Having moved to France, a country steeped in Catholicism, even though it’s state is sadly secular, I’ve been reintroduced to All Souls with new eyes. Perhaps the protestant nature of England has resulted in an inherent skepticism of this feast, and the following All Saints day, due to the rejection of the doctrine of purgatory. But here the end of October brings swathes of chrysanthemums to be placed on family graves even as the stores fill with the tacky halloween decor. All Souls sees family members visiting the graves of loved ones, praying for their dead and showing their love to those who have gone before.
This really is the point of these feasts; we’re recognising that through Christ we are saved and that we will be in heaven with all those we love again one day. How awesome is that?
So I wanted to have some decor which I could build on each year to celebrate this under-rated feast and I started with this table centrepiece. It’s on a tray, so moveable which is oh so important when you have little ones about. It’s also has lost of autumnal things so can be brought out before the feast itself – pumpkins, pine cones, silk chrysanthemums and varying silk heathers.
The pumpkins are just ceramic ones I bought for a Euro each, I spray painted two of them as I didn’t like the colours. The pine cones I gathered with the children and my daughter later painted them with clear, glitter paint. This was a wonderful opportunity to start talking with her about what this feast was about.
The silk flowers were arranged and the stalks blended to fit the box, the glass tea light holder was placed in the middle with the pine cones around it, and the pumpkins were placed there too. The central candle is a deliciously scented pumpkin spice.
Around the outside of the tray I wrote the ‘Eternal Rest‘ prayer that every Catholic knows. There have been times when I have suffered real grief and the prayer just seemed to resound in me, giving me such consolation. It felt like I was connected to all the Catholics who had ever said it in time and space, on Earth and in heaven.
If you don’t know how to transfer lettering to wood like this I thought I’d write down how I did it.
- Write out the prayer on whatever word document you have. Chose the font that
you think most suits your project. As my tray had handles I knew I’d either have to make the script really small, to make sure it all fit beneath the holes of the handles, or vary the size of the script according to where these holes where. As I wanted the words to stand out I chose the latter, choosing the parts of the prayer I find most significant to make bigger.

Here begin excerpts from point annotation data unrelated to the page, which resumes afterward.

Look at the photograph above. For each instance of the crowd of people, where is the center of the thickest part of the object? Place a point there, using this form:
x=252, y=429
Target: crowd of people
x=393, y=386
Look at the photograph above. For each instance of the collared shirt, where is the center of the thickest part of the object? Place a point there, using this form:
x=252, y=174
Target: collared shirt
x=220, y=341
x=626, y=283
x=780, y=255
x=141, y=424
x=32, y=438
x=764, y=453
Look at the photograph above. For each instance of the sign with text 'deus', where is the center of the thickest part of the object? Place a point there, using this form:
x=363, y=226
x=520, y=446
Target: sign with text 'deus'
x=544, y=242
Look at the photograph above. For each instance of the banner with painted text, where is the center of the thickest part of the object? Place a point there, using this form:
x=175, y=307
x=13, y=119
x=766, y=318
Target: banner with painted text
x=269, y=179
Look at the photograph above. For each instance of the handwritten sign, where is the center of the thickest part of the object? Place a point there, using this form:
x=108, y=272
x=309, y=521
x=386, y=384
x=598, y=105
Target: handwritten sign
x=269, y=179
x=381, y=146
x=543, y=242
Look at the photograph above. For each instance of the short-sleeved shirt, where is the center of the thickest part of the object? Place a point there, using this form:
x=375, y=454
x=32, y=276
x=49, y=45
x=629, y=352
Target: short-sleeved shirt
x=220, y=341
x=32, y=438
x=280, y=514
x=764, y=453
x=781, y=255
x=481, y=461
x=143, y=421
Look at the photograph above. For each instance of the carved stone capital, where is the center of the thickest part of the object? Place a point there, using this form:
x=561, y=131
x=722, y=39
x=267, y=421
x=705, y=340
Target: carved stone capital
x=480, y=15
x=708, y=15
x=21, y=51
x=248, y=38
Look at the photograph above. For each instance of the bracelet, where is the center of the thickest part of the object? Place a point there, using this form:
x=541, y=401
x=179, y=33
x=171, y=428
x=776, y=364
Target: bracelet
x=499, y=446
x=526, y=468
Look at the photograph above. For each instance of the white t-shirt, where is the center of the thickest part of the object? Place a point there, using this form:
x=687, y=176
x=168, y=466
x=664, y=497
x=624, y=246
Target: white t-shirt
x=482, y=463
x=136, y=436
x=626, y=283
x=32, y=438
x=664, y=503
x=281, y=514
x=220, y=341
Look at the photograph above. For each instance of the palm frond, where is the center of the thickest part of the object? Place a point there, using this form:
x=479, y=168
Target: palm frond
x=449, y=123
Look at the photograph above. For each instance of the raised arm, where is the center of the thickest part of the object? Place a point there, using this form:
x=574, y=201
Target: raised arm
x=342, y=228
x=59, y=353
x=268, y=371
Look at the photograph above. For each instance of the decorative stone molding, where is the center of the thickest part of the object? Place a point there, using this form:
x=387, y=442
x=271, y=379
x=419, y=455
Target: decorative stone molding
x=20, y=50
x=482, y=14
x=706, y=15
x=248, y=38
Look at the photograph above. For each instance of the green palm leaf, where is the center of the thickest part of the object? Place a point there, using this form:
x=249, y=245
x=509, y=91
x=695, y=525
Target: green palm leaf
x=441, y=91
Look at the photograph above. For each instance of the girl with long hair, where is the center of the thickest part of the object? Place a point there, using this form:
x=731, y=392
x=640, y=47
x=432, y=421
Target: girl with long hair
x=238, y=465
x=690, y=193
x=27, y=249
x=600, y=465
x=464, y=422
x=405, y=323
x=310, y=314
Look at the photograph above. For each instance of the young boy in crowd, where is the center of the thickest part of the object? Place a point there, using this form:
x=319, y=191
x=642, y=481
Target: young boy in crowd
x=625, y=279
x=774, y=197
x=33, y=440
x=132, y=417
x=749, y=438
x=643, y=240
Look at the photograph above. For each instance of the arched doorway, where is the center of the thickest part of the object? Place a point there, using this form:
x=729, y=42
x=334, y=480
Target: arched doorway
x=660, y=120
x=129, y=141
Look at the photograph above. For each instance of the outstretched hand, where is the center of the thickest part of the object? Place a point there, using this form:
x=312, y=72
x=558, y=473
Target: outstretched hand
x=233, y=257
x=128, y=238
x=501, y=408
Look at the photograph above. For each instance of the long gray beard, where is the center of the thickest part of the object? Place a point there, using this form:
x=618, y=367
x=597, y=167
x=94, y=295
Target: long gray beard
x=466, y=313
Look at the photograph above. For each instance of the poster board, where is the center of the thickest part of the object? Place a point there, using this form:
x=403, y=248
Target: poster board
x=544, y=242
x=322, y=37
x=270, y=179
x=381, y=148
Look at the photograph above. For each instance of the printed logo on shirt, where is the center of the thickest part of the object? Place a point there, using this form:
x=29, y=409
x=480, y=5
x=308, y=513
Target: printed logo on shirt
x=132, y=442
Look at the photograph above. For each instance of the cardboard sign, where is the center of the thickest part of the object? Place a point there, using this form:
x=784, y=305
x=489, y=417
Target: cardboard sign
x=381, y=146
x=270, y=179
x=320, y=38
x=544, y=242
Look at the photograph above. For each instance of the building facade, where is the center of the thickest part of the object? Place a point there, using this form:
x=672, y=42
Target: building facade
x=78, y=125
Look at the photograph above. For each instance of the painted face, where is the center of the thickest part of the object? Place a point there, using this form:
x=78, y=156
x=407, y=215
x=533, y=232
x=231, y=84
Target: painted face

- Whatever way you chose to approach the handles problem you need to ensure that the text size is appropriate for the space you have and I did this by simply printing it off and placing it on the tray edge. Due to my text variations I had to selectaively place mine so I also cut the text, sperating the words, so I could place and replace them. When I was satisfied with the text position and size I photographed where everything was and continued on to the next step.
- On the back of each piece of paper I outlined the script which shows through when you print in black. You have to make sure you have a thick line.
- Replace the paper where it needs to be and then with the pencil press hard, rubbing over the outline. This causes the graphite on the other side to imprint on the wood.
- Once you have finished use this outline to guide you to draw the letters, I used a pen like this one as it has a ‘paint’ effect that works well with wood. I also used a silver ‘sharpie’ style pen to highlight important lettering.
- There was one problem; no matter how hard I tried I couldn’t make the text size fit the underneath of the handle. So I chose two different illustrations that fitted it and followed the same method. I just put “black and white, drawing of angel”, for example, and chose a suitable one. I embellished them, but the use of the template was invaluable.
I love the fact that it’s something I can bring out every year, that I can add to and that my daughters have contributed. What do you think?